Except for a quivering, even-spookier, fun-house version of their breakthrough hit, "Sour Times (Nobody Loves Me)" (RealAudio excerpt of studio version), taken from a show in San Francisco six months after the New York gig, and "Roads," recorded during a Norwegian festival gig, the entire album is culled from the July show in New York.

The version of "Sour Times" was included to represent the sound of the group later in the tour and the "Roads" (RealAudio excerpt of studio version) take was chosen for what the group thought was an exceptional vocal performance by Gibbons, the two said.

Utley and Barrow explained that the group intended for the album and video to have the cinematic, slow-motion feel of a favorite film featuring the late jazz-trumpeter Miles Davis.

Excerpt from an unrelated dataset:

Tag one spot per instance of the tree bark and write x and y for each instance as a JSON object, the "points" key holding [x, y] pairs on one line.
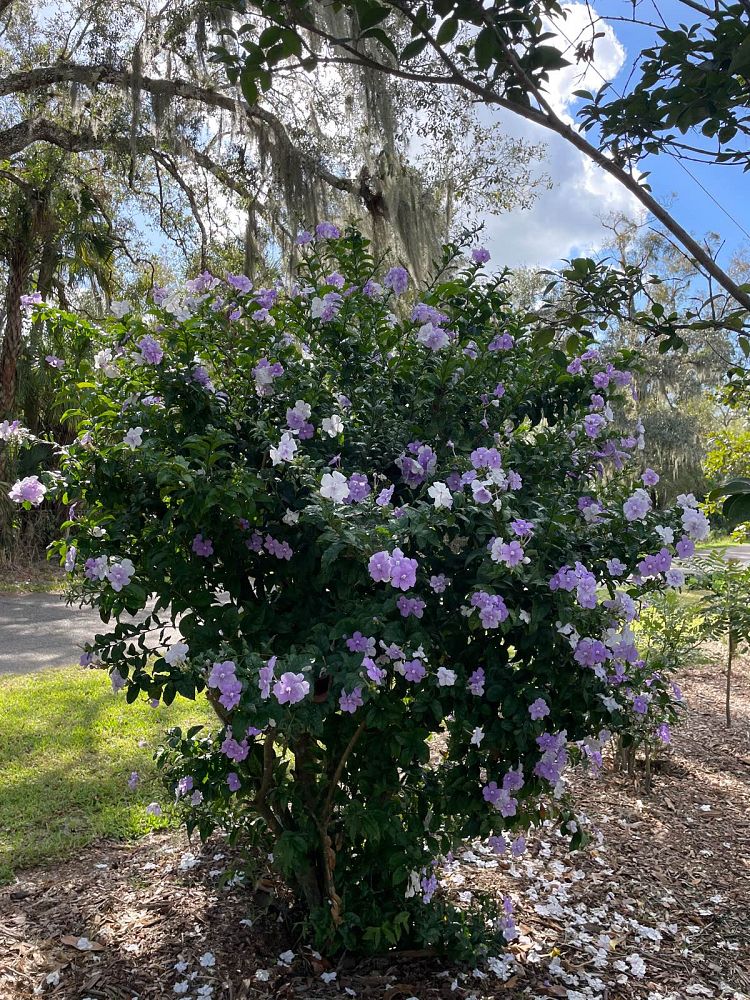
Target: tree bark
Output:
{"points": [[19, 264], [730, 656]]}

"With a big orchestra and loads of lights, we wanted a much more intimate setting where the audience were very close and involved in the whole event," Utley said. "The way we were filming it was based on an Gil Evans and Miles Davis film [from the early '60s], so it was important to be on a big space where the cameras could track round us and between us."

All in all, despite Portishead's reputation for endless sonic tinkering, Barrows said they were proud of such cinematic takes as the album's version of "Glory Box" (RealAudio excerpt of studio version), which bursts with strings, funky wah-wah guitars and keyboards behind Gibbons' emotive vocals.

"We thought it would be pretty strange," Barrows said, when asked about the difficulty of capturing a live performance that featured such complex instrumentation, "seeing it was the first time we had played those tracks [with an orchestra]. But we think they sound OK -- if we didn't, we definitely wouldn't release it."

The full track-listing of PNYC is: "Humming," "Cowboys," "All Mine," "Mysterons," "Only You," "Half Day Closing," "Over," "Glory Box," "Sour Times," "Roads" and "Strangers."